Clinicians and researchers should accept that subjects in trials and real-life patients are no more drug-naïve, or even drug-free, the rule is being under polypharmacy [218, 219]. Unfortunately, this is simply not addressed by the literature although commonly encountered in clinical reality. There are important issues that need to be explored, and we have tools such as the Discontinuation-Emergent Signs and Symptoms [111] and the Diagnostic clinical Interview for Drug Withdrawal 1 – New Symptoms of SSRI and SNRI [220] which can help.

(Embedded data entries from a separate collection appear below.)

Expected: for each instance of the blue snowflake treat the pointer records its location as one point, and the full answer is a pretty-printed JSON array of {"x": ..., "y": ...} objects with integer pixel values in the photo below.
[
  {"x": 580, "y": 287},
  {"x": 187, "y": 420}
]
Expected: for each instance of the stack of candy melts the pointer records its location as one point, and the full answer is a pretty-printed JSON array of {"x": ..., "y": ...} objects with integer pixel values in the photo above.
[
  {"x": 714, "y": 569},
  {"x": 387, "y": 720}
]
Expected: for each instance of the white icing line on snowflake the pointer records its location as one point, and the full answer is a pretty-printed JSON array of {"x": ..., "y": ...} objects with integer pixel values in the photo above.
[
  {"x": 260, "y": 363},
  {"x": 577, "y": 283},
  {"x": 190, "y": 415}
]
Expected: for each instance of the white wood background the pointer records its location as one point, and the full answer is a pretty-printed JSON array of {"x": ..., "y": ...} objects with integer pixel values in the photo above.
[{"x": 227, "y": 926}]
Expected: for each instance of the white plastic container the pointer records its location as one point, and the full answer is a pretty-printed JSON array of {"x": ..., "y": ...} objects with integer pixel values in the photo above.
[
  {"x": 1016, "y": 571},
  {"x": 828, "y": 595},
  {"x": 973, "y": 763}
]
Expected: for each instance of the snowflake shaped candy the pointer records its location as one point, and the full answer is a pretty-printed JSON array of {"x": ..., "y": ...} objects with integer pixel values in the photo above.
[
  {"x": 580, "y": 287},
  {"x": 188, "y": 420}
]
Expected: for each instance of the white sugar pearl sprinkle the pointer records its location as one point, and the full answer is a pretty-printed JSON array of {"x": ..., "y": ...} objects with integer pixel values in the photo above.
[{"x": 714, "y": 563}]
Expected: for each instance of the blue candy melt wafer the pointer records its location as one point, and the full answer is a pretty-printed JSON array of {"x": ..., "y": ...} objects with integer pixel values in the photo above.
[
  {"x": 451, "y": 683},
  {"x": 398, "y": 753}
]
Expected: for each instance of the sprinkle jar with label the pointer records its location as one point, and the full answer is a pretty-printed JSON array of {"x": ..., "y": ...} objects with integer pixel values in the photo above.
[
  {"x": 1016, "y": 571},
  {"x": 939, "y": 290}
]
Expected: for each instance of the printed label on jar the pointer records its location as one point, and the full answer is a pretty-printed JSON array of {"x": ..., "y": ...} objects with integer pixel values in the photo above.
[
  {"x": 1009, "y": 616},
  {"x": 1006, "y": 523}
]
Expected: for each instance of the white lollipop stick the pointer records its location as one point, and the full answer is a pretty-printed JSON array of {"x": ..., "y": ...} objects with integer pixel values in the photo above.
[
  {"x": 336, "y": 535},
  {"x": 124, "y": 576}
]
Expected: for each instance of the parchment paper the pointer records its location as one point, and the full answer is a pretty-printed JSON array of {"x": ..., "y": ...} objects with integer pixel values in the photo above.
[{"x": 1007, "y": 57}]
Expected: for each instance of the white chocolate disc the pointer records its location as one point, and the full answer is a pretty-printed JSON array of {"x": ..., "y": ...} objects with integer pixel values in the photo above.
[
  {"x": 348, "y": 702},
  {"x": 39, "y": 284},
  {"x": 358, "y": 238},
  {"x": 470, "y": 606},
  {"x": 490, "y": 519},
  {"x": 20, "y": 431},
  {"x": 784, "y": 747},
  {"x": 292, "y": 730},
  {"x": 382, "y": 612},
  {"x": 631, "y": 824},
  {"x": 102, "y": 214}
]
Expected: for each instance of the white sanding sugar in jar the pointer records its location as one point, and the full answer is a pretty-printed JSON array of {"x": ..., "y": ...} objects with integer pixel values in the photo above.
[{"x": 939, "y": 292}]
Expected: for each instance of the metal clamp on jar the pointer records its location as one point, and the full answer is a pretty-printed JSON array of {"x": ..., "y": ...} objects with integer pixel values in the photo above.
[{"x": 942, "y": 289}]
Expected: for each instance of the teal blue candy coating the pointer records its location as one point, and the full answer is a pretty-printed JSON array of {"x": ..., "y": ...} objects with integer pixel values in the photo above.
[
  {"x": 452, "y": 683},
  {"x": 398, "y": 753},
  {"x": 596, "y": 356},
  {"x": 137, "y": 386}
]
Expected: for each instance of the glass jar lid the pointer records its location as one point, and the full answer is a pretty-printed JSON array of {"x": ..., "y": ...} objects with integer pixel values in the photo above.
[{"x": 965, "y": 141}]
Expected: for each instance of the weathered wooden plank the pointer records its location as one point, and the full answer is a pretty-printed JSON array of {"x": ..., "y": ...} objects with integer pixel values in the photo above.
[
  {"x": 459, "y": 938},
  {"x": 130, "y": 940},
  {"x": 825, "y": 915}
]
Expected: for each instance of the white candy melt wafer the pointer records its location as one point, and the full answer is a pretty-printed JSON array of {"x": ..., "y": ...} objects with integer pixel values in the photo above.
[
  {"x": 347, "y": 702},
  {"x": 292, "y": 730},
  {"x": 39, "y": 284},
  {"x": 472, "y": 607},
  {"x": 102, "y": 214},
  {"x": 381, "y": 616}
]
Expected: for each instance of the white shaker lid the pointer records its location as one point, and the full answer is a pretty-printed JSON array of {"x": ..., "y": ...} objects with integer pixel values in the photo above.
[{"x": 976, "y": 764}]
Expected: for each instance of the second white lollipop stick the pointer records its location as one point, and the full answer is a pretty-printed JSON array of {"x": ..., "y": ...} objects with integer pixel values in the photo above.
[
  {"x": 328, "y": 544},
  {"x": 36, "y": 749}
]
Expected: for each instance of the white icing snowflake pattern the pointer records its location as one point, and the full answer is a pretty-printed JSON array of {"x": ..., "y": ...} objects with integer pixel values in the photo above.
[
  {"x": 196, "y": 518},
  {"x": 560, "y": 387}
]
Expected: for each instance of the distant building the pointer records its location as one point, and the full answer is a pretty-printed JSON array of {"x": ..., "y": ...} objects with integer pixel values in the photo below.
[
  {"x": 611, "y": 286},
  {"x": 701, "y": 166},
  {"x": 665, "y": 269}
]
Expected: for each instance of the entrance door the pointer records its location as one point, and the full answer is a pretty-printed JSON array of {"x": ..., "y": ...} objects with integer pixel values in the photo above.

The most urgent are neurobiological studies to shed some light on why certain patients develop withdrawal syndromes and others do not; longitudinal studies exploring the occurrence, clinical features, and neurobiological correlates of persistent post-withdrawal disorders are warranted as well as well-designed randomized controlled trials with appropriately titrated doses of medication comparing different strategies of psychotropic medication discontinuation, comparing different methods of managing withdrawal syndromes (including adjunctive psychotherapeutic strategies), and considering the possibility that withdrawal syndromes may be confounded with relapses in long-term drug/placebo continuations studies [201]. Clinical pharmachopsychology [221, 222], the discipline applying clinimetric methods to the assessment of psychotropic effects of medications, may provide additional sources of information.
Disclosure Statement
The copyright of the DID-W1, The Diagnostic clinical Interview for Drug Withdrawal 1 – New Symptoms of SSRI and SNRI, was deposited by the University of Florence, Florence, Italy, at the request of F.C. and based on a copyright management agreement with G.C.
Author Contributions
Both authors run the literature search. F.C. wrote the drafts of the papers. G.C. revised all the drafts and added materials, texts, references.